[98] 95.「アングリマーラ経」の不思議①「お釈迦様も心の力を使う事が出来た) |
- 信天翁 - 2023年03月21日 (火) 13時30分
原始仏典に「アングリマーラ経」という感動的な物語があります。
「アングリマーラ」というのは、「指の首飾り」という意味で、殺した人の指を切って紐で繋いで首飾りにしていたため、そのように呼ばれていたそうです。
ある日、お釈迦様が、村人が止めるのも聞かれず、アングリマーラのいる方に行かれました。
アングリマーラは、早速、殺そうと思って、後を追いかけました。
でも、アングリマーラが全力で追いかけているのに、ゆっくりた歩いているお釈迦様に、どうしても追いつく事が出来ませんでした。
仏典には、「精神力の不思議な現象を現出して」と書かれています。
お釈迦様は、イエス様のように、華々しい奇跡は起こされていませんが、心の奥底にある精神の力を自由にお使いになられた事が分かります。
昔、読んだ時は、意味が分かりませんでしたが、今は分かります。
アングリマーラは、自分が一生懸命走っているのに、ゆっくり歩いているお釈迦に追いつけない事が不思議で、「沙門よ、止まれ」と言いました。

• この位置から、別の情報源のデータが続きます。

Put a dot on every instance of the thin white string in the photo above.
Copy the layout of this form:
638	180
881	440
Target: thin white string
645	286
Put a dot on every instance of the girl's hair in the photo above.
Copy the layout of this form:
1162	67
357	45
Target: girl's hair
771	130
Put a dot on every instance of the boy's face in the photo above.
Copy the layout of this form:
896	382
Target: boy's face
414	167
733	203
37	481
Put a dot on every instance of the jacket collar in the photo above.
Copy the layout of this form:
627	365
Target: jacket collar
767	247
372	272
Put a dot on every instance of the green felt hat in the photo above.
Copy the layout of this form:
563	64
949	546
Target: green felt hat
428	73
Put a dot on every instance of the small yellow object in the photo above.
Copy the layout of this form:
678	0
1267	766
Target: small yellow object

お釈迦様は、「私は止まっている。あなたこそ止まりなさい。」と言われました。
アングリマーラは、「これは、一体どういう事か?」と疑問を持って聞きました。
お釈迦様は、「私は、いかなる時も、一切の生物に対して害心を捨てて止まっている。しかるに、あなたは、その心を制することが出来ない。それゆえ、私は止まっており、あなたは止まっていない。」
アングリマーラは、この言葉に心を打たれ、「この沙門こそが、長く求めていた大仙人であるとおむって、一切の武器を捨て、膝まつきました。
「比丘よ、きたれ」
この言葉によって、アングリマーラは、お釈迦様の弟子になりました。
この話の内の、不思議な精神力の箇所が、今は良く分かります。